Si certains ont cru que le Conseil constitutionnel sonnait le glas de cette guérilla par une décision « de compromis » dans l’affaire EADS (D. 2016. 1264, note J. Chacornac) qui déclarait inconstitutionnel le cumul des poursuites et des sanctions administratives et pénales en matière d’abus de marché (Cons. const. 18 mars 2015, n° 2014-453/454 QPC et n° 2015-462 QPC, AJDA 2015. 1191, étude P. Idoux, S. Nicinski et E. Glaser ; D. 2015. 894, et les obs. , note A.-V. Le Fur et D. Schmidt ; ibid. 874, point de vue O. Décima ; ibid. 1506, obs. C. Mascala ; ibid. 1738, obs. J. Pradel ; ibid. 2465, obs. G. Roujou de Boubée, T. Garé, C. Ginestet, M.-H. Gozzi et S. Mirabail ; AJ pénal 2015. 172, étude C. Mauro ; ibid. 179, étude J. Bossan ; ibid. 182, étude J. Lasserre Capdeville ; Rev. sociétés 2015. 380, note H. Matsopoulou ; RSC 2015. 374, obs. F. Stasiak ; ibid. 705, obs. B. de Lamy ; RTD com. 2015. 317, obs. N. Rontchevsky ), la satisfaction aura été tant éphémère que relative. D’abord, il ne se fondait ni sur la règle « ne bis in idem », mais sur le principe de nécessité des peines (DDH, art. 8), ni ne mettait obstacle au maintien du cumul des poursuites de manière générale. Pis, approuvant le cumul des poursuites dans sa décision M. Alain D. et autres rendue quelques mois plus tard (Cons. const. 14 janv. 2016, n° 2015-513/514/526 QPC, D. 2016. 931, et les obs. , note O. Décima ; ibid. 1836, obs. C. Mascala ; ibid. 2424, obs. G. Roujou de Boubée, T. Garé, C. Ginestet, M.-H. Gozzi, L. Miniato et S. Mirabail ; ibid. 2017. 1328, obs. N. Jacquinot et R. Vaillant ; Rev. sociétés 2016. 246, note E. Dezeuze et G. Pellegrin ; Constitutions 2016. 183, Décision ; ibid. 261, chron. M. Disant ; RSC 2016. 293, obs. F. Stasiak ; RTD com. 2016. 151, obs. N. Rontchevsky ), la doctrine notait efficacement que « le spectre apparu en mars 2015 n’était donc qu’une illusion, un effet d’optique » (N. Catelan, obs. préc.).
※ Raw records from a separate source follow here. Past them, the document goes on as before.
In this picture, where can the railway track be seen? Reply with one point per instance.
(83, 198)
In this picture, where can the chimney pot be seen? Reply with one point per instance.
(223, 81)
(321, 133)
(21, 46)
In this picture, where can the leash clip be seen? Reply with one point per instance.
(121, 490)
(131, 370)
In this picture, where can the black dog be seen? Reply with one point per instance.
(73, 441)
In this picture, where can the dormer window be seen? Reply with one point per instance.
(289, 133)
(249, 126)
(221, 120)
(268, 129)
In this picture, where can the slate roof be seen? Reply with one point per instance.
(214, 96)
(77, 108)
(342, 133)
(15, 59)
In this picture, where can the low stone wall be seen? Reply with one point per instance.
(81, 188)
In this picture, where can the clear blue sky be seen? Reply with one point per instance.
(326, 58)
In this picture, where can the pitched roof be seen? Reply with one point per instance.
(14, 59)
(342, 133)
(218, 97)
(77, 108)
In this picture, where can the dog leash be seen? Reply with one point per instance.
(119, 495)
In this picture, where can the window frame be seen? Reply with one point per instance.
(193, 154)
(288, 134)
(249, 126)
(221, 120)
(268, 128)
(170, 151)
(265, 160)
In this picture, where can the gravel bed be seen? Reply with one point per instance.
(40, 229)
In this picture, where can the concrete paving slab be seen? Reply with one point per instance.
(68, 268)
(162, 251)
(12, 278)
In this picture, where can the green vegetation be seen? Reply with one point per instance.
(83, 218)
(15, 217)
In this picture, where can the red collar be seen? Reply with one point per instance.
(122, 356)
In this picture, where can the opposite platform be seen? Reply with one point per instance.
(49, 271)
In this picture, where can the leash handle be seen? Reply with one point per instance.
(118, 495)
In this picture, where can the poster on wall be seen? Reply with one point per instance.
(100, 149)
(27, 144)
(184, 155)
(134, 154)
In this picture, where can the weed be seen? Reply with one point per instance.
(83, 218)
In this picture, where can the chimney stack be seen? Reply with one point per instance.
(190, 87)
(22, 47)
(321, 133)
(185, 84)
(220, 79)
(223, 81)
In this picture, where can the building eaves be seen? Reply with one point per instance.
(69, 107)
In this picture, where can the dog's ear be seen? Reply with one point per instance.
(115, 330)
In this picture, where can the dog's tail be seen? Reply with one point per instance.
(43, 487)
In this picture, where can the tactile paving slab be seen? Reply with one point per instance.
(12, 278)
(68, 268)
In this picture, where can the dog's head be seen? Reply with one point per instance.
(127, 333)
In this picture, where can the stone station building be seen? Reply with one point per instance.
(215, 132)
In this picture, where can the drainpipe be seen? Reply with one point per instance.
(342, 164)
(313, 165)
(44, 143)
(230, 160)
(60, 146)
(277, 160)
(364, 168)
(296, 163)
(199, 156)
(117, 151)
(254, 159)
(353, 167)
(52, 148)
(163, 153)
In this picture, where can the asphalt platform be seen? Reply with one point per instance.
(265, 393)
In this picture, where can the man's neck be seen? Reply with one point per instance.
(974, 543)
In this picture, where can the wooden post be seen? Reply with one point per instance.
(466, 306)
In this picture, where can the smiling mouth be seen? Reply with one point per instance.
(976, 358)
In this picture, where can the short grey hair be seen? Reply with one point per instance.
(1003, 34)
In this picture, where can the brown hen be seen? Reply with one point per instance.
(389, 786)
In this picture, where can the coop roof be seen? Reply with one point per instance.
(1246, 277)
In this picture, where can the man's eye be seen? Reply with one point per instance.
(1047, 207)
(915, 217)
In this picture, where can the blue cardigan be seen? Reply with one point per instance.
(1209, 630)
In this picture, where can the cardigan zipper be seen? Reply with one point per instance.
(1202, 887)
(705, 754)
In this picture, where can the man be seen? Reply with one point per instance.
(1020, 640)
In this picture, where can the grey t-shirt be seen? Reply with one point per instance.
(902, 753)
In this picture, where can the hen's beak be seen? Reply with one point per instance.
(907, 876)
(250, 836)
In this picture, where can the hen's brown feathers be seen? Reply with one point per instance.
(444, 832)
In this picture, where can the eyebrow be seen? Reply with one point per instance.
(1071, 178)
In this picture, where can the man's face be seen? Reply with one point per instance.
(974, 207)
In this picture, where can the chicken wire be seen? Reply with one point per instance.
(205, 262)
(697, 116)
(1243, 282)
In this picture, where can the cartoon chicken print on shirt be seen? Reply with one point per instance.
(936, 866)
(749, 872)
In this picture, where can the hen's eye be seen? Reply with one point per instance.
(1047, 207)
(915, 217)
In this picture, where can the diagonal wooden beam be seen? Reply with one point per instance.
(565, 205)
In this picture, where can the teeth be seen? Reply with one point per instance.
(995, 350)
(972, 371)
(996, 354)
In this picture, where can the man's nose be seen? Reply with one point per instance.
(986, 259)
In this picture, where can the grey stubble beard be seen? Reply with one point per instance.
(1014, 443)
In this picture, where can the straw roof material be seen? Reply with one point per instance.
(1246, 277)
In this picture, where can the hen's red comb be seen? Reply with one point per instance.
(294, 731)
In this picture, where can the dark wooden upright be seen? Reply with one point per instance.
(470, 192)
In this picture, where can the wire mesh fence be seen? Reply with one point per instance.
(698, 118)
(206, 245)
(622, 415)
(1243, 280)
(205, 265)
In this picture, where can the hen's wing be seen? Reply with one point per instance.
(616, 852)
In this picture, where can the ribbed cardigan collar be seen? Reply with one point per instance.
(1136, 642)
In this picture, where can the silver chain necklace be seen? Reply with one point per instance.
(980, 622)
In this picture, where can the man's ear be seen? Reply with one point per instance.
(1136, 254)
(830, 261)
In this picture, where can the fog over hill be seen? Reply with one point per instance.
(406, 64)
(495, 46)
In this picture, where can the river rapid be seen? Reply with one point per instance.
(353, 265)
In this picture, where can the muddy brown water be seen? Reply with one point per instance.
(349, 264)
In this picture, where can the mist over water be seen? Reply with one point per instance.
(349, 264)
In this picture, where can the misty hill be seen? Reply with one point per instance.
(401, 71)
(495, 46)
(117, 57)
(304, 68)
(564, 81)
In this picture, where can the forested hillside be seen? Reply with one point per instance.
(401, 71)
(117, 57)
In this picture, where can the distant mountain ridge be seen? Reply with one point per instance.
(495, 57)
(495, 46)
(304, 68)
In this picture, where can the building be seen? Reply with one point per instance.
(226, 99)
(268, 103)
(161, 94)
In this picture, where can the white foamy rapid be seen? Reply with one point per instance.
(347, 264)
Depuis lors, la loi réformant le système de répression des abus de marché (L. n° 2016-819, 21 juin 2016) a mis en place un système d’aiguillage des dossiers afin de déterminer la voie à privilégier quant à la répression des faits reprochés empêchant aux deux autorités, AMF comme Parquet national financier, de poursuivre une personne pour des faits d’abus de marché sans avoir obtenu l’acceptation de l’autre, les modalités de l’accord ayant été précisées par décret (Décr. n° 2016-1121 du 11 août 2016, Dalloz actualité, 9 sept. 2016, obs. X. Delpech ), et considérant la décision de cassation rendue en l’occurrence, il n’est pas impossible de voir perdurer une certaine incohérence entre les décisions prononcées à Strasbourg et celles de Paris.